At Dashlane, it’s our job to make the internet not only simpler but also safer for you. That’s why we built Dashlane with security at the core of our product. Recently, a report was published that analyzed a several-years-old version of our app and flagged several potential security vulnerabilities.
While we encourage analysis of our product from outside parties, and in fact work with many standards and testing organizations like HackerOne and Quarkslab (and are SOC 2 compliant), we were surprised to see a published report claiming vulnerabilities in our product based on versions of software that are many years old and not what our customers currently use, as well as presenting industry-standard user experience practices as design missteps.
Still, as our customers, we owe it to you to be transparent about design decisions and how we address any perceived or actual security vulnerabilities. This post addresses in full the considerations regarding Dashlane laid out in the paper Carr, Michael and Shahandashti, Siamak F. Revisiting Security Vulnerabilities in Commercial Password Managers.
URL mismatch, subdomain handling, and HTTP v HTTPS support
- The Dashlane app stores passwords based on the URL that the user saves. If a website is compromised in some way that sends users’ logins and passwords to a new location, that is unfortunately the responsibility of the website operator. We warn the user any time something looks amiss.

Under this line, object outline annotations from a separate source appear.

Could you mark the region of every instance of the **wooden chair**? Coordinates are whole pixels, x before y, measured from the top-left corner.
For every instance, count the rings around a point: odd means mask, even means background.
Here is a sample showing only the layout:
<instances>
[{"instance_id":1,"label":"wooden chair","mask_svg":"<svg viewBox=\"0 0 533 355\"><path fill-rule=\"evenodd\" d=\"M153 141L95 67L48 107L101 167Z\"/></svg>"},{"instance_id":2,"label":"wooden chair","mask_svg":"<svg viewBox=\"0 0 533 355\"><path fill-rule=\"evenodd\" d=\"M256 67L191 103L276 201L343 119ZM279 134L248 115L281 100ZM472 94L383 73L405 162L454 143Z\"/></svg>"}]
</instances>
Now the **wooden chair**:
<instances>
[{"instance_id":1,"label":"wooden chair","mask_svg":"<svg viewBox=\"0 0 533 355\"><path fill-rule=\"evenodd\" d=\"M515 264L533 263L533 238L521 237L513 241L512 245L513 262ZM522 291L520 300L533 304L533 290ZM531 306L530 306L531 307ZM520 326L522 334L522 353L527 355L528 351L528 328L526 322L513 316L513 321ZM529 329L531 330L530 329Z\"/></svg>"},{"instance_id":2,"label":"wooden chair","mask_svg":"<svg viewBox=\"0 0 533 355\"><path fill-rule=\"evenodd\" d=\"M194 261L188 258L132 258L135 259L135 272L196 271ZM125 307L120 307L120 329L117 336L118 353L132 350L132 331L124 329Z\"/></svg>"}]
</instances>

- Dashlane follows the same protocol as most major internet browsers do to establish cookie limitations, using the publicly maintained Public Suffix list to determine which domains should be allowed to be treated as a group versus being isolated as separate sites.

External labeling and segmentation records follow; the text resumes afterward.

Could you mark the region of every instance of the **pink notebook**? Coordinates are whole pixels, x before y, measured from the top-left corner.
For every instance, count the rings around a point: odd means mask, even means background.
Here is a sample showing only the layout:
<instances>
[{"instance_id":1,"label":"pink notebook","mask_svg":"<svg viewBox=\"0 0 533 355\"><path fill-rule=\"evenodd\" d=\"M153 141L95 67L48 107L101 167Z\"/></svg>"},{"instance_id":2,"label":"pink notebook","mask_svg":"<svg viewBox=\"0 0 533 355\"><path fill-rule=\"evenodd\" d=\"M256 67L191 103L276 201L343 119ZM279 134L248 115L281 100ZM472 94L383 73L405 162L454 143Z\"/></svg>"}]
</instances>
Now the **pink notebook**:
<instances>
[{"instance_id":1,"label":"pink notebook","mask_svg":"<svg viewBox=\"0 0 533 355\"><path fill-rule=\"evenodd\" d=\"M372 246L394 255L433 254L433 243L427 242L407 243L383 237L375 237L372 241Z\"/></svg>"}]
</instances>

- Dashlane does not allow autofill on unencrypted connections to websites. A website with an unencrypted connection will have a URL that begins with HTTP as opposed to HTTPS. If a user still chooses to use Dashlane to fill a password form, we warn them first that the website is not secure.

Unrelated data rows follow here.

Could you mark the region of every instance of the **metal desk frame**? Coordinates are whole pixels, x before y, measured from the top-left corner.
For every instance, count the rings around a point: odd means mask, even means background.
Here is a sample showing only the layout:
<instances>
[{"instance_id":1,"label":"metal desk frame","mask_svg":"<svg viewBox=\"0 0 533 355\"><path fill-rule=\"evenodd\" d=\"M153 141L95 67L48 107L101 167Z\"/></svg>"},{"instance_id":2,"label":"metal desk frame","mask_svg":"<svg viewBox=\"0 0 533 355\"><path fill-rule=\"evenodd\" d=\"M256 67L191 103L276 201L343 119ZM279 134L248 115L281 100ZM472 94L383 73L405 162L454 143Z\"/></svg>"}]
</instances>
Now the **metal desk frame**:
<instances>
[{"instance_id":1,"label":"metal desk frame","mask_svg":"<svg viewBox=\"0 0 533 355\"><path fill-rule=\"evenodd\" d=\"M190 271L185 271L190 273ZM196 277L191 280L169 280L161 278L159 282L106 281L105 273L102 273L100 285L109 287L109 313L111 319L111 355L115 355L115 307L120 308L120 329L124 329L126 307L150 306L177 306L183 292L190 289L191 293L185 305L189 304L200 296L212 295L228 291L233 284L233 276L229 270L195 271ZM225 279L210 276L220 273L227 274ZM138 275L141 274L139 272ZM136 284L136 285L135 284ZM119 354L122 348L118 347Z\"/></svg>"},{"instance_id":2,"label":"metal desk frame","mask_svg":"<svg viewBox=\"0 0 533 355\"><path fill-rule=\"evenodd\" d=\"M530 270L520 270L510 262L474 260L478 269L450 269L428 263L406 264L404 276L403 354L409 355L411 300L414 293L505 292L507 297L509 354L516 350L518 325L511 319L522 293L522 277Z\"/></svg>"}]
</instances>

Registration Discovery Response
- Dashlane follows similar practices to other major identity managers, including Google, Microsoft, etc. It is a modest concession to improve the user experience for our customers by confirming their account email is valid.
Element Inspection (Password Sharing)
- In short, the most secure way to share a password using Dashlane is to share it with another Dashlane user. This is explained in further detail in the following article on our Help Center: Can other people see the password I shared with them?
App PIN brute-forcing
- We always recommend that our users use a Master Password on Android devices, and we do not enable the PIN code by default. Although some of our customers prefer to use a PIN code, we do not recommend it as it is less secure than entering the Master Password or using biometric authentication. Brute force attacks are an attack vector inherent to encryption itself. In order for an attacker to enter a user’s encrypted vault, they would have to compromise a user’s device, either physically or at a user-level remotely.
We hope this post has helped answer any questions you may have. At Dashlane, we know the importance of security researchers in helping keep our community safe—which is why we have a security vulnerability reporting program. We’re committed to keeping the Dashlane app secure so all your data—and the data your passwords protect—is safe.